Our animal model demonstrated progressive RV dilation and longitudinal dysfunction within 12 weeks of PR induction, consistent with early adaptive remodeling. However, the absence of significant RVEF decline or circumferential PSR changes may reflect compensatory mechanisms that transiently preserve global systolic function, as observed in the subclinical phase of human PR (23, 24). Notably, human studies indicate that overt RV failure typically manifests over years of chronic volume overload. While our 12-week follow-up captures initial pathological changes, extended observation periods (e.g., 6–12 months) may be required to model the transition from compensatory hypertrophy to decompensated failure. Future studies incorporating longer-term follow-up and longitudinal imaging could elucidate the temporal progression of PR-induced RVD.

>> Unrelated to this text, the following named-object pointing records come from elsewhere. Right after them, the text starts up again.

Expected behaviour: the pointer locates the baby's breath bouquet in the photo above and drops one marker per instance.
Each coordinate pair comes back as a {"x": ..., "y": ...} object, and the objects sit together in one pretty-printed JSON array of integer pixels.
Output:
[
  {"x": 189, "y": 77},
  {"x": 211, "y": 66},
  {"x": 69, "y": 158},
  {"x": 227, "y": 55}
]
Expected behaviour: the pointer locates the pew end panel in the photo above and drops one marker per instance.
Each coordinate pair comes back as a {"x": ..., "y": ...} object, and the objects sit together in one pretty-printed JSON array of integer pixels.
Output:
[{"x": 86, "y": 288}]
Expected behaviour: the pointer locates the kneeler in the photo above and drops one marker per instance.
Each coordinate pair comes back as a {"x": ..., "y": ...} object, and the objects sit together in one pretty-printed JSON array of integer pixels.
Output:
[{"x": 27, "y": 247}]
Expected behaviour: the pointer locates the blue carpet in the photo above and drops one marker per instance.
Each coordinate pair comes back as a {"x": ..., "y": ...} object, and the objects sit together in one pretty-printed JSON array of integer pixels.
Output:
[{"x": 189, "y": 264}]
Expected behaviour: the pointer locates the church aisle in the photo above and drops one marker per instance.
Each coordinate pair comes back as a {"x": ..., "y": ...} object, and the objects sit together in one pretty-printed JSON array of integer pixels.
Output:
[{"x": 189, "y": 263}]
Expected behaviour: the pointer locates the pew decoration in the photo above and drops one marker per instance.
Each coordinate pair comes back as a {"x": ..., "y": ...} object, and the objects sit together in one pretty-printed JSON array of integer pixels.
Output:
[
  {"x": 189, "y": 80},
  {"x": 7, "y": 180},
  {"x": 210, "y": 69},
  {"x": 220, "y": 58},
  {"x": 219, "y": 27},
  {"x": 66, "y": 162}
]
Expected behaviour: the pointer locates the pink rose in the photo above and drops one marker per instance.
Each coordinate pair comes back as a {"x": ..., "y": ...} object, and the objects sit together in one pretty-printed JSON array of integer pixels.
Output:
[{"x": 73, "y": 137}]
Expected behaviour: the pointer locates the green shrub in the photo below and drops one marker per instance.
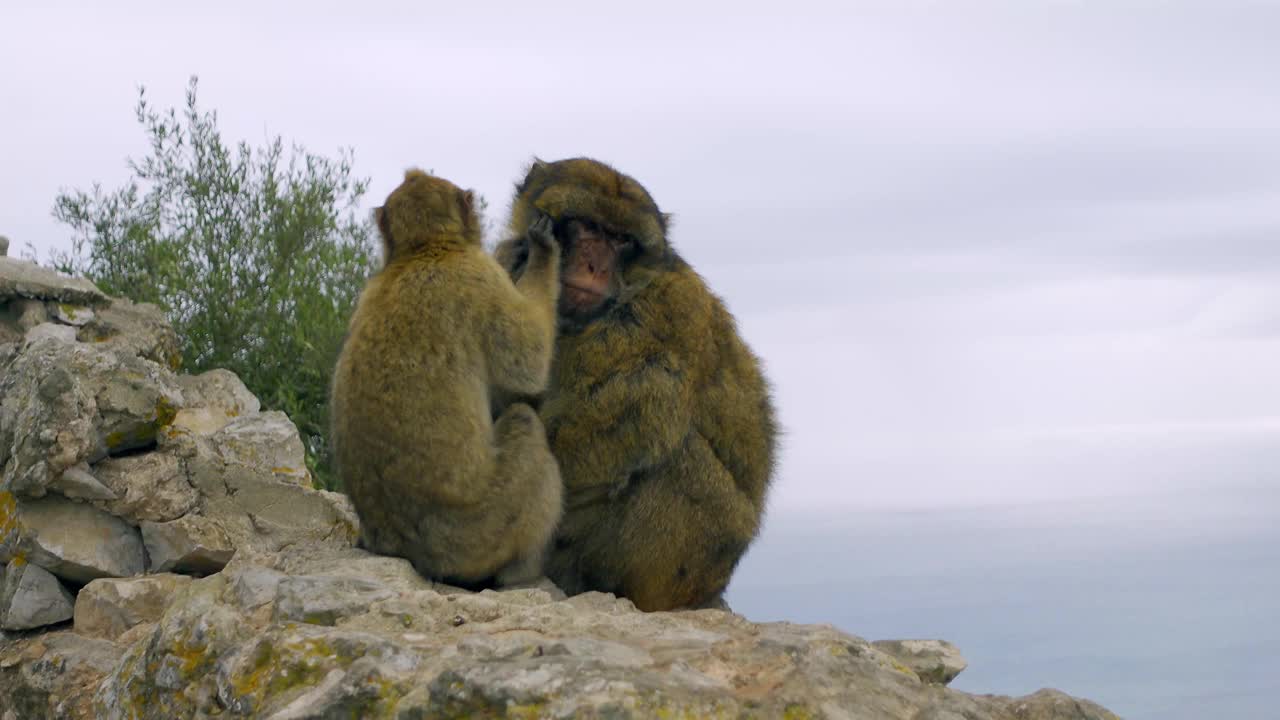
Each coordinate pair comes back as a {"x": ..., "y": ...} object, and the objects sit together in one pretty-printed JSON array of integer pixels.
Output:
[{"x": 256, "y": 254}]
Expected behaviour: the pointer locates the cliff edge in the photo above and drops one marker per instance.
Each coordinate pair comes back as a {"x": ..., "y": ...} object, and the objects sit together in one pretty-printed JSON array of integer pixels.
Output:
[{"x": 165, "y": 555}]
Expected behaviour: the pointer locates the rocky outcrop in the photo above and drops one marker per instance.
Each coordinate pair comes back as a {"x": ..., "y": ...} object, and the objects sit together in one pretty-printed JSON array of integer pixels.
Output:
[
  {"x": 113, "y": 465},
  {"x": 164, "y": 555}
]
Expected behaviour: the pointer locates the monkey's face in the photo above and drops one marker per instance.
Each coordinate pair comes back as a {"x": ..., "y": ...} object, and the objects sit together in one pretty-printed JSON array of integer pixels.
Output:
[{"x": 593, "y": 260}]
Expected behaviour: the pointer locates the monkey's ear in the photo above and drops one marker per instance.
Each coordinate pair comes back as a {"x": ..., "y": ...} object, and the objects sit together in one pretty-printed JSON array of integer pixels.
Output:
[{"x": 538, "y": 168}]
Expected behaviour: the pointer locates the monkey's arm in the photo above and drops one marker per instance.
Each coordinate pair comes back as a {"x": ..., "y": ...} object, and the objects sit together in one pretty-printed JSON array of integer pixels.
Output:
[
  {"x": 524, "y": 329},
  {"x": 621, "y": 425}
]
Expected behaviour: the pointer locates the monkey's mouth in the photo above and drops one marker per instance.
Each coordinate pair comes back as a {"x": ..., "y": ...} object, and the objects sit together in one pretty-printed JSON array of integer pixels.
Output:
[
  {"x": 577, "y": 300},
  {"x": 590, "y": 292}
]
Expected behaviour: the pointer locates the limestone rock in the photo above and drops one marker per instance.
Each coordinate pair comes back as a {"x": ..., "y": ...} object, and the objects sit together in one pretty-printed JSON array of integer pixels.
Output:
[
  {"x": 393, "y": 647},
  {"x": 19, "y": 278},
  {"x": 151, "y": 487},
  {"x": 31, "y": 597},
  {"x": 323, "y": 600},
  {"x": 62, "y": 333},
  {"x": 265, "y": 441},
  {"x": 54, "y": 675},
  {"x": 73, "y": 541},
  {"x": 108, "y": 607},
  {"x": 71, "y": 314},
  {"x": 129, "y": 328},
  {"x": 80, "y": 483},
  {"x": 255, "y": 502},
  {"x": 27, "y": 313},
  {"x": 935, "y": 661},
  {"x": 219, "y": 391},
  {"x": 65, "y": 404},
  {"x": 192, "y": 543}
]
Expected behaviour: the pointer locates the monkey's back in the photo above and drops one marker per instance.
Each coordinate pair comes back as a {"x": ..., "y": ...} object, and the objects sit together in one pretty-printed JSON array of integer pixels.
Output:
[
  {"x": 411, "y": 392},
  {"x": 680, "y": 323}
]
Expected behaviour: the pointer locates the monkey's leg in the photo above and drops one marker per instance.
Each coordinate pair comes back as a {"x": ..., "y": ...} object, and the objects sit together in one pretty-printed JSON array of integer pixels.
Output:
[
  {"x": 526, "y": 505},
  {"x": 675, "y": 538}
]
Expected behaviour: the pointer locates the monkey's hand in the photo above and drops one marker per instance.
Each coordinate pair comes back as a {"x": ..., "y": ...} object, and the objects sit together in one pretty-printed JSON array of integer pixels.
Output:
[
  {"x": 624, "y": 425},
  {"x": 542, "y": 233}
]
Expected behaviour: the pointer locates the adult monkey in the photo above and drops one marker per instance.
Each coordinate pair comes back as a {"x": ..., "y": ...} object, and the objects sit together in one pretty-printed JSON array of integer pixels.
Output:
[{"x": 657, "y": 411}]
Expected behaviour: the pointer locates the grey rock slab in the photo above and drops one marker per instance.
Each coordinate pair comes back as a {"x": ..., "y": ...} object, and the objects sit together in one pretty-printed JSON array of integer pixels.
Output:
[
  {"x": 219, "y": 390},
  {"x": 192, "y": 543},
  {"x": 28, "y": 313},
  {"x": 323, "y": 600},
  {"x": 19, "y": 278},
  {"x": 62, "y": 333},
  {"x": 255, "y": 586},
  {"x": 65, "y": 404},
  {"x": 265, "y": 441},
  {"x": 131, "y": 328},
  {"x": 54, "y": 674},
  {"x": 151, "y": 487},
  {"x": 80, "y": 483},
  {"x": 337, "y": 646},
  {"x": 108, "y": 607},
  {"x": 935, "y": 661},
  {"x": 32, "y": 597},
  {"x": 77, "y": 542},
  {"x": 71, "y": 314}
]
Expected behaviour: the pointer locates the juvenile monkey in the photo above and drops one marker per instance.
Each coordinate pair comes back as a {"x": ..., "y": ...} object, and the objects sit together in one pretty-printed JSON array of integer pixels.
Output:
[
  {"x": 658, "y": 413},
  {"x": 435, "y": 336}
]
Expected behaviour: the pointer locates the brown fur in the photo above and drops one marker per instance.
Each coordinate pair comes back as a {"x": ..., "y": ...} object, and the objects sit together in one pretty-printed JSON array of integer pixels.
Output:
[
  {"x": 658, "y": 413},
  {"x": 435, "y": 335}
]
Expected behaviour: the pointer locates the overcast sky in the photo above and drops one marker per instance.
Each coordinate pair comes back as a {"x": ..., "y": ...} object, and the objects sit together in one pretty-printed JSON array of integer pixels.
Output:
[{"x": 988, "y": 251}]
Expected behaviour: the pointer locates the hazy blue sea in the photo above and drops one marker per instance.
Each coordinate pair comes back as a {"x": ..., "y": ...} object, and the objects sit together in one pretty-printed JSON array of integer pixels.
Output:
[{"x": 1160, "y": 607}]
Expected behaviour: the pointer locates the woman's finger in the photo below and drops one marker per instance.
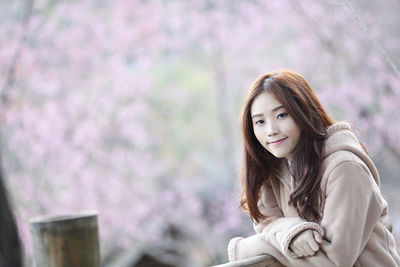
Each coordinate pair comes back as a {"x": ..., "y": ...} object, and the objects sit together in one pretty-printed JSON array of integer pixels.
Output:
[
  {"x": 295, "y": 251},
  {"x": 317, "y": 237},
  {"x": 314, "y": 245},
  {"x": 308, "y": 249}
]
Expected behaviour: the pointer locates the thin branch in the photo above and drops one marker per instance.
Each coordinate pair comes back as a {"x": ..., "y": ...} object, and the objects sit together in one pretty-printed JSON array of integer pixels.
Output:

3.4 PR induced NLRP3 expression in RV

4 weeks post-surgery, NLRP3 expression was only detected in RVIT and RVOT. By the 8th week, NLRP3 expression had started to appear in AT and had continued to increase in both RVIT and RVOT. At the 12th week, the NLRP3 expression in AT was close to that of RVIT, although both were still lower than that in RVOT (Figure 5A). The global RV NLRP3 expression was higher at 4 weeks and 8 weeks post-surgery compared to the control group [4 weeks (0.04 ± 0.01) vs. control (0.005 ± 0.001), P = 0.04; 8 weeks (0.05 ± 0.02) vs. control (0.005 ± 0.001), P = 0.001], but the difference was not significant between the two time points (Figure 5B). The NLRP3 expression was significantly higher at 12 weeks post-surgery compared to the previous two time points [12 weeks (0.07 ± 0.02) vs. control (0.005 ± 0.001), P < 0.001; 12 weeks (0.07 ± 0.02) vs. 4 weeks (0.04 ± 0.01), P < 0.01; 12 weeks (0.07 ± 0.02) vs. 8 weeks (0.05 ± 0.02), P = 0.039] (Figure 5B). The regional RV NRLP3 expression was notably distinct from each other, with the NLRP3 expression in RVOT being always higher than that in RVIT and AT at each follow-up time point (Figure 5C).

Figure 5

Figure 5. Analysis of RV relative NLRP3 expression at different follow-up time points (n = 6 per group). (A) Immunohistochemistry stain of NLRP3 in RVIT, AT and RVOT at each follow-up time point; Scale bar: 200 μm and 20 μm. (B) Quantification comparison of global RV relative NLRP3 expression in control and intervention groups. (C) Quantification comparison of regional RV relative NLRP3 expression in control and intervention groups. Data are represented as mean ± SEM. Statistical significances were determined by single-factor repeated design ANOVA (B) and Kruskal–Wallis one-way ANOVA (C) *P < 0.05, **P < 0.01, ***P < 0.001.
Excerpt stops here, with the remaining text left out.